Bryant Mitchell (born August 16, 1992) is a former professional gridiron football wide receiver. He played four years in the Canadian Football League (CFL), and two years in the National Football League (NFL). He played college football at Northwestern State.

==Professional career==

Pre-draft measurables
| Height | Weight | Arm length | Hand span | 10-yard split | 20-yard split | 20-yard shuttle | Three-cone drill | Vertical jump | Broad jump | Bench press |
| 6 ft 1+3⁄8 in (1.86 m) | 185 lb (84 kg) | 32+3⁄8 in (0.82 m) | 9+1⁄2 in (0.24 m) | 1.67 s | 2.71 s | 4.19 s | 7.08 s | 39.0 in (0.99 m) | 10 ft 9 in (3.28 m) | 4 reps |
All values from Pro Day

=== Edmonton Eskimos ===
Mitchell played three seasons with the Edmonton Eskimos, taking on a more involved role in the offense each season. In total, he played 19 games for the Eskimos catching 97 passes for 1,418 yards with six touchdowns.

===Arizona Cardinals===
On January 10, 2019, Mitchell signed a reserve/future contract with the Arizona Cardinals. He was waived on May 10, 2019.

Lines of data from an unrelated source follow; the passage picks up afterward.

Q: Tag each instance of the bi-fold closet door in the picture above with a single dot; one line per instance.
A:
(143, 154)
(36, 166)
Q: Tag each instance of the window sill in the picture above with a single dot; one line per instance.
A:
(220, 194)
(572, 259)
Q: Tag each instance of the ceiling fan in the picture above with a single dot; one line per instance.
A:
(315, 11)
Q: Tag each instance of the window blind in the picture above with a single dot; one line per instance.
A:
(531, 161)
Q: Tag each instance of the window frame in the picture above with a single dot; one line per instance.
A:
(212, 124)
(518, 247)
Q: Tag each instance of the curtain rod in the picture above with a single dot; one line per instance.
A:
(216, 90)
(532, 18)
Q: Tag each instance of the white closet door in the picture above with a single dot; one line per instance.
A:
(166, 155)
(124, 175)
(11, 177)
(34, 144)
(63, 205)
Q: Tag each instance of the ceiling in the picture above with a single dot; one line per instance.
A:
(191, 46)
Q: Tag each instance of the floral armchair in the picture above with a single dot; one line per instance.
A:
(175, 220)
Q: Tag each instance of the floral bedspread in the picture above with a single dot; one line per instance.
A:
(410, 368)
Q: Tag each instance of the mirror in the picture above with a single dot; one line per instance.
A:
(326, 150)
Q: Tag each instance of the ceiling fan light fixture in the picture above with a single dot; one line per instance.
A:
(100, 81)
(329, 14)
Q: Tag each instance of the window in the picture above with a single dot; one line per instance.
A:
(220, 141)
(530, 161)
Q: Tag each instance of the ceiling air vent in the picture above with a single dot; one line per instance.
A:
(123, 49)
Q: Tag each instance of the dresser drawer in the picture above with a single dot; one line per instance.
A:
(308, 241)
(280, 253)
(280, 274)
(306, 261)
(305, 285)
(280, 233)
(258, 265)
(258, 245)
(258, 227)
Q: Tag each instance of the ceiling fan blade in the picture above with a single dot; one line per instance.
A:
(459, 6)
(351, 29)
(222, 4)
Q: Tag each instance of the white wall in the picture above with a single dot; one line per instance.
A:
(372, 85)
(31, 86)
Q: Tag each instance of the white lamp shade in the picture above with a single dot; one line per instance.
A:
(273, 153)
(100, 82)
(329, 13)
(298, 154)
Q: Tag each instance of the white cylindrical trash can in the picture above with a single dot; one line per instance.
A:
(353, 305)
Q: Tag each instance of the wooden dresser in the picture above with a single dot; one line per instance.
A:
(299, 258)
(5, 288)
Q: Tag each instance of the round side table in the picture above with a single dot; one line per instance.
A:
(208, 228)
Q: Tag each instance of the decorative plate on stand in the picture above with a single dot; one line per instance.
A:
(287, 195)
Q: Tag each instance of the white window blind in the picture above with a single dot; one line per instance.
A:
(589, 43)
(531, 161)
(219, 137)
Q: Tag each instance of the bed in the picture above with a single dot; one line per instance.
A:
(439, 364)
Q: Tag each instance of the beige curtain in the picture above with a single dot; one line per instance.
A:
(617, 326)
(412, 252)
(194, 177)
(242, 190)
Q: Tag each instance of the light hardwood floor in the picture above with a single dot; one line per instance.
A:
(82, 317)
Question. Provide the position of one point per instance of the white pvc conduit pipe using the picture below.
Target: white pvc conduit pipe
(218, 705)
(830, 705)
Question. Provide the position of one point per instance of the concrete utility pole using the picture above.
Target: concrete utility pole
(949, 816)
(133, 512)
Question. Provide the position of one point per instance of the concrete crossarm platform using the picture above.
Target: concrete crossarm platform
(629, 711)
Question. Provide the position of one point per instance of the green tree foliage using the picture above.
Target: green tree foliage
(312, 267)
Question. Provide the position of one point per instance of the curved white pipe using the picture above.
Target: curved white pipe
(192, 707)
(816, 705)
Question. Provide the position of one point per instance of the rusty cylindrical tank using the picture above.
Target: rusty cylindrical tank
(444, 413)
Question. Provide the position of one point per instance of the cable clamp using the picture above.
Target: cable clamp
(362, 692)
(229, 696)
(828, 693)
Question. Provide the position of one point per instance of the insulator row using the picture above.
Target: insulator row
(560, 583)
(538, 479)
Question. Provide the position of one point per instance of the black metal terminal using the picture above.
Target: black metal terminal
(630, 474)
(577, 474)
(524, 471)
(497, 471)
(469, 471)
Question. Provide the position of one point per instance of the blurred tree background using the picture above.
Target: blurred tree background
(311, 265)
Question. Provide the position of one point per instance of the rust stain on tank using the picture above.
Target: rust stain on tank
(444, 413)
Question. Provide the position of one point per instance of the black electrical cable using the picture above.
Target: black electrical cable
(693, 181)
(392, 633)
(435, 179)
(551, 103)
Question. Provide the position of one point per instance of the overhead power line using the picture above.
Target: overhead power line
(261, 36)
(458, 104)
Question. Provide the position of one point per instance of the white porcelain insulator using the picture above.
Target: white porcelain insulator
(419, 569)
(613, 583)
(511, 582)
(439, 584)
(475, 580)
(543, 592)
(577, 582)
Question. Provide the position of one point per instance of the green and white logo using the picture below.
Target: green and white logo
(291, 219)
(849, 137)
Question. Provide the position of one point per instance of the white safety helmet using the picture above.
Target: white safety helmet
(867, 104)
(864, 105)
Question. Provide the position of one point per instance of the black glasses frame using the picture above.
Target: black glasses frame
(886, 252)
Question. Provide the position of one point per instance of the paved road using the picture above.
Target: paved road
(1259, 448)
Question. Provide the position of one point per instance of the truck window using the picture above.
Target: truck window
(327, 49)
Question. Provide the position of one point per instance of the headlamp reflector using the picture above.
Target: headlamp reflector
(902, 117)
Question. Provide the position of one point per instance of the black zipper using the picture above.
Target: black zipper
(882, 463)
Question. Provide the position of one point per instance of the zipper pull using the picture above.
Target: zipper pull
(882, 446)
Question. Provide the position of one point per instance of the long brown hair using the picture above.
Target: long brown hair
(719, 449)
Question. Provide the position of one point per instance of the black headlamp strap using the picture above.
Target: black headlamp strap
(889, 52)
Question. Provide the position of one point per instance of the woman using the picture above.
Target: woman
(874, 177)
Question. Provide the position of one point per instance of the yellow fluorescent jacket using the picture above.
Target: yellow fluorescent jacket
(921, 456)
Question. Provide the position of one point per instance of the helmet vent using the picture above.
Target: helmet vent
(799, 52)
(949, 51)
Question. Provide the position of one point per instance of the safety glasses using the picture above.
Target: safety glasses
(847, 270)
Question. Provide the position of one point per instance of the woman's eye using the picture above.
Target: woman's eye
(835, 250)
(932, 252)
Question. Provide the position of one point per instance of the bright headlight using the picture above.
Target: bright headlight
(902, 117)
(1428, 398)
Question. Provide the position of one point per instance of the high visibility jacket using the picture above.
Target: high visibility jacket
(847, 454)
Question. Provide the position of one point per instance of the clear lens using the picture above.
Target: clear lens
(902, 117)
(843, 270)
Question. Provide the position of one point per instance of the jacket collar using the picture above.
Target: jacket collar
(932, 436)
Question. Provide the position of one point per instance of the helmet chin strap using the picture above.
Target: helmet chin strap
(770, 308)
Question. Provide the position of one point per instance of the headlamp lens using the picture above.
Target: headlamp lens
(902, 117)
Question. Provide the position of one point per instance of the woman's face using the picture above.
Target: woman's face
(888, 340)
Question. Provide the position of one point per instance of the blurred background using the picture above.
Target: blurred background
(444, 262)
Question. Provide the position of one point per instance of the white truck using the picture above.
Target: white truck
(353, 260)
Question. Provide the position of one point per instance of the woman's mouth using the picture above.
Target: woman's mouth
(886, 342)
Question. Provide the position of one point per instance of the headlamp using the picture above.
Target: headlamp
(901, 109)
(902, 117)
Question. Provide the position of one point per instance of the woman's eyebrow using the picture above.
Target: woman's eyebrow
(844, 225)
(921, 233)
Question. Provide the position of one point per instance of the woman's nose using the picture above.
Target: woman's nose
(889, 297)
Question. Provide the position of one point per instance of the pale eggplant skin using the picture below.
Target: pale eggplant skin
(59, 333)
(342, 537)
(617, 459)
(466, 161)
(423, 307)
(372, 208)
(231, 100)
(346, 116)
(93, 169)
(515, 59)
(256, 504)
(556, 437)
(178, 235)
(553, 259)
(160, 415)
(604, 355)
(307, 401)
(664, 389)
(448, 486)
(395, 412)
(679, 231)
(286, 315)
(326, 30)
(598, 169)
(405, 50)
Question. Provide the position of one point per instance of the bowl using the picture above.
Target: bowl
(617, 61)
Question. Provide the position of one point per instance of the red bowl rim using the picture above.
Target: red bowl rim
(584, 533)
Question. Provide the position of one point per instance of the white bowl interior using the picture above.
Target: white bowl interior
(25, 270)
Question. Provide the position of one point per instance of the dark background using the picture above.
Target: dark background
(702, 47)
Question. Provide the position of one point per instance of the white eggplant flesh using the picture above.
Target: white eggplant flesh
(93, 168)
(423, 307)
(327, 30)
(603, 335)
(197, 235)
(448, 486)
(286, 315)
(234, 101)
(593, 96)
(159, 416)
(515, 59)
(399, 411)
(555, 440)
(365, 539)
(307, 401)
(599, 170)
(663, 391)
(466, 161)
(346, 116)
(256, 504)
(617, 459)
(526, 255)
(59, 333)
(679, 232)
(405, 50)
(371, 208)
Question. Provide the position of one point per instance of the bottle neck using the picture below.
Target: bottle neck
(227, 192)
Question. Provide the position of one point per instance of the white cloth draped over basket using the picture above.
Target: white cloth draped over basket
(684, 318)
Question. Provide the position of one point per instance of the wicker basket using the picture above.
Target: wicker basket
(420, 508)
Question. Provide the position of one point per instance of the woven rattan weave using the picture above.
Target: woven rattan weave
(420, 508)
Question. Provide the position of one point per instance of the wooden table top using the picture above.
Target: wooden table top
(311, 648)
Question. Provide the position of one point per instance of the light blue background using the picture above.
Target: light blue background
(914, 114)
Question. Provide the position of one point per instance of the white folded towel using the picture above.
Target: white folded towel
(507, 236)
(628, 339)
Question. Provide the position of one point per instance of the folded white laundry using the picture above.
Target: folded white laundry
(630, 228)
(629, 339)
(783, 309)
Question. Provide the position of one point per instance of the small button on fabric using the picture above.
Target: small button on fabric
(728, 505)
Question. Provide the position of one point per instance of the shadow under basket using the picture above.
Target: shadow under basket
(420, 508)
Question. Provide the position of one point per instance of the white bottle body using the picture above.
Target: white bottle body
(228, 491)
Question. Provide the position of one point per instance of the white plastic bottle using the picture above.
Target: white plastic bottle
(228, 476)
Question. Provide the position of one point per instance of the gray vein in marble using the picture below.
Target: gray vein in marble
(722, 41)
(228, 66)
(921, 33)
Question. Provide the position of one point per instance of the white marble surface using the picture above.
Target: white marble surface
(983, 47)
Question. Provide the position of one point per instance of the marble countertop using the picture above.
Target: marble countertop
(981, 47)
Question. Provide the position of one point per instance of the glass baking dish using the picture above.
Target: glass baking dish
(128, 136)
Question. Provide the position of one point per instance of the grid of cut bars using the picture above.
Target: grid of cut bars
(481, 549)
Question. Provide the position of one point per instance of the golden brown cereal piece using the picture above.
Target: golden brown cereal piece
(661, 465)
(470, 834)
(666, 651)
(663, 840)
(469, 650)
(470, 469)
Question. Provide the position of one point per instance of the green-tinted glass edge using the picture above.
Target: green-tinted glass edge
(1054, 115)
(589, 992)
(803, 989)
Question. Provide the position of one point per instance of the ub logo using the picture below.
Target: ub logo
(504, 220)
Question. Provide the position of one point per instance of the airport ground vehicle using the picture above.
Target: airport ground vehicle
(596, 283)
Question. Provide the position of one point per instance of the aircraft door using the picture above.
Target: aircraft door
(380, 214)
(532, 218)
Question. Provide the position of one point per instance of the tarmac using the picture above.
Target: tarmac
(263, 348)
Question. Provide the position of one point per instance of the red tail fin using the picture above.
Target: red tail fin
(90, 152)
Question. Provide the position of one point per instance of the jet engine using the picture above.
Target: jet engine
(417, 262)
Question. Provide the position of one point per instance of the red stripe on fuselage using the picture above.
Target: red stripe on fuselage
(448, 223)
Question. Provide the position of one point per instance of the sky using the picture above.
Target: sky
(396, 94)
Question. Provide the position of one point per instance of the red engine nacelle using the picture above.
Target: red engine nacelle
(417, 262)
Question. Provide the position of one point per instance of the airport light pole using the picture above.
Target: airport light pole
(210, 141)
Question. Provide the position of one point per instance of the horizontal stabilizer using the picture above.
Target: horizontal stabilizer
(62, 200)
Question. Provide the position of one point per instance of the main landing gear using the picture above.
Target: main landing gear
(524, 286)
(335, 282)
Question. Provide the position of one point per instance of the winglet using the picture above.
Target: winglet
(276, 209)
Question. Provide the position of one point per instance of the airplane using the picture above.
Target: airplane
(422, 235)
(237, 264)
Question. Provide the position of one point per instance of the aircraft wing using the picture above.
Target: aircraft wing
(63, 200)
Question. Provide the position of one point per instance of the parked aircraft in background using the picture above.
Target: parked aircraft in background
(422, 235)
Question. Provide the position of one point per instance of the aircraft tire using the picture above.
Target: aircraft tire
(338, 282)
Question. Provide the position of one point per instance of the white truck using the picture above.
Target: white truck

===Tampa Bay Buccaneers===
On May 16, 2019, Mitchell was signed by the Tampa Bay Buccaneers. He was placed on injured reserve on August 11, 2019, with a torn Achilles.

On March 19, 2020, Mitchell and the Buccaneers agreed to a new one-year contract. He was waived on September 5, 2020.

===Winnipeg Blue Bombers===
On February 10, 2021, it was announced that Mitchell had signed with the Winnipeg Blue Bombers. However, he announced his retirement in the following month on March 25, 2021.